Fakta itu diungkap Staf Koordinasi Ditjen Minerba Kementerian ESDM, Rohyat Jumat (7/7) tadi. "Kami tidak tahu, apakah itu preman atau siapa. Saya nggak tahu," ujarnya kepada bakabar.com
Kata dia, pengadangan terjadi saat Balai Besar Pelaksanaan Jalan Nasional (BPJN) Kalsel dan tim PT Arutmin Indonesia mengecek aktivitas pertambangan di sekitar Km 171. Tepatnya tanggal 28 Juni.
Saat inspeksi itu, terlihat sejumlah alat berat di sekitar Km 171. Diduga adalah aktivitas tambang ilegal.

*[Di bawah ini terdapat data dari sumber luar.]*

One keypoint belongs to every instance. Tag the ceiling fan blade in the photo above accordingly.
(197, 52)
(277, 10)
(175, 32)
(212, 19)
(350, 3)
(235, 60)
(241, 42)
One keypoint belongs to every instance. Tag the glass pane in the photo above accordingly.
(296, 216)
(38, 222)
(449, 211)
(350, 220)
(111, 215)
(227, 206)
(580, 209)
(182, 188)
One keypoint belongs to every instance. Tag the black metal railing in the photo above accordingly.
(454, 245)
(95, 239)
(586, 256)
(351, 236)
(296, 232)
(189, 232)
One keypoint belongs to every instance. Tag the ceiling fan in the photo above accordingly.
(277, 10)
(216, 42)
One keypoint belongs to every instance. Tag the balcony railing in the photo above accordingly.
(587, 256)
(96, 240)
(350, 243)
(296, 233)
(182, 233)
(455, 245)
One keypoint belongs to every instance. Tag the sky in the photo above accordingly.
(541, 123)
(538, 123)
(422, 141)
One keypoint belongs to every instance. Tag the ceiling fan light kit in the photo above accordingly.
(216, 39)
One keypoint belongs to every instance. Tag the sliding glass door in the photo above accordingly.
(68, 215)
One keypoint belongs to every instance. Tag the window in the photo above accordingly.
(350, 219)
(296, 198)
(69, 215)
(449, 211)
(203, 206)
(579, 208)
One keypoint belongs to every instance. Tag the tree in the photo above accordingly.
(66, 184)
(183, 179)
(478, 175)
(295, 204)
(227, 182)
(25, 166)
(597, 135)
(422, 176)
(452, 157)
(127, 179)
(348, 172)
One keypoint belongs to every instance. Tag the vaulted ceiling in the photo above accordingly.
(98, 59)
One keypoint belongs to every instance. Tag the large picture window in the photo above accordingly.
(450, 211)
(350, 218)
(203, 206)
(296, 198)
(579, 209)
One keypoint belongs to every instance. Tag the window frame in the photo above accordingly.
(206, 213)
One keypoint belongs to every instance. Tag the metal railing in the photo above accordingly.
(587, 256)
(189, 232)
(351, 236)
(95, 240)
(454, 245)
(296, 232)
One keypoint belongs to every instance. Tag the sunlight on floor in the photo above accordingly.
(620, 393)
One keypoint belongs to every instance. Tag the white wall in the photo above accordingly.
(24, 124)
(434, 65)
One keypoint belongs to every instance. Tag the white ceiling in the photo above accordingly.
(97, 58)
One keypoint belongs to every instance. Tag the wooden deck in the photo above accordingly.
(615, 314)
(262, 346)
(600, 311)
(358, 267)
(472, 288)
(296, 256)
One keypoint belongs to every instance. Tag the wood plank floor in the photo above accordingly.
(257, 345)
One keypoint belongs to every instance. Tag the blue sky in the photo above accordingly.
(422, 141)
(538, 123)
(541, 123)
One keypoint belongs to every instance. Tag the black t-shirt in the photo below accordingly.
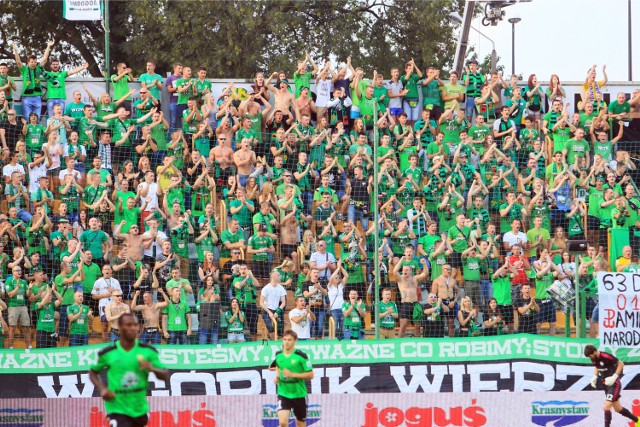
(12, 132)
(606, 364)
(226, 268)
(359, 190)
(432, 317)
(528, 319)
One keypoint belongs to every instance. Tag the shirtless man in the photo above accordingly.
(446, 288)
(134, 240)
(113, 312)
(223, 154)
(245, 159)
(151, 315)
(226, 130)
(289, 225)
(408, 286)
(283, 98)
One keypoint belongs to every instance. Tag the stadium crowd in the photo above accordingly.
(255, 205)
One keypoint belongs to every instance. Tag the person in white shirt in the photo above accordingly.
(323, 261)
(12, 167)
(335, 294)
(149, 189)
(102, 291)
(514, 237)
(301, 318)
(323, 92)
(37, 169)
(155, 247)
(396, 92)
(273, 302)
(70, 170)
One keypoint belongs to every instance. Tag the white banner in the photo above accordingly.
(579, 409)
(619, 309)
(82, 10)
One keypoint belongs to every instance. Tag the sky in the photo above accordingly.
(549, 38)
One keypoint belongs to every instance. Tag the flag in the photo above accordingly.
(82, 10)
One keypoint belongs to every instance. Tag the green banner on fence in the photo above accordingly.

"Ada beberapa eskavator yang beraktivitas di sekitar Km 171 dari tim pantauan Arutmin," bebernya.
Peristiwa pengadangan itu sudah dilaporkan ke Polda Kalsel. Termasuk melaporkan dugaan adanya aktivitas penambangan di sekitar Km 171.
"Tanggal 3 Juli sudah dilaporkan ke Polda Kalsel, itu alat berat bukan milik PT Arutmin. Mereka tidak pernah menambang di situ. Jadi diduga itu milik penambang ilegal," tutunya.
Rohyat menyebut, sampai laporan dibuat, aktivitas penambangan di sekitar Km 171 masih berjalan.
Mendengar fakta itu, pemerhati sosial Kalsel Anang Rosandi geram. Ia mempertanyakan, mengapa mesti takut dengan orang-orang yang mengadang tersebut.
"Ini lucu, masak negara kalah sama preman. Jangan sedikit pun ada rasa takutlah! Ini instansi pemerintah loh! Mewakili negara!," ujarnya.
Ia meminta Ditjen Minerba pro aktif untuk mengawal kasus tersebut. Jangan sampai penambang ilegal menambang di sekitar Km 171.
"Menambang di Km 171 itu sudah pelanggaran berat. Jalan sudah rusak masa terus nambang. Harus diberantas itu. Jangan cuma lapor terus didiamkan!," tutupnya.
Hingga berita ini naik tayang, tim bakabar.com masih berupaya mengonfirmasi kepolisian terkait kasus pengadangan itu.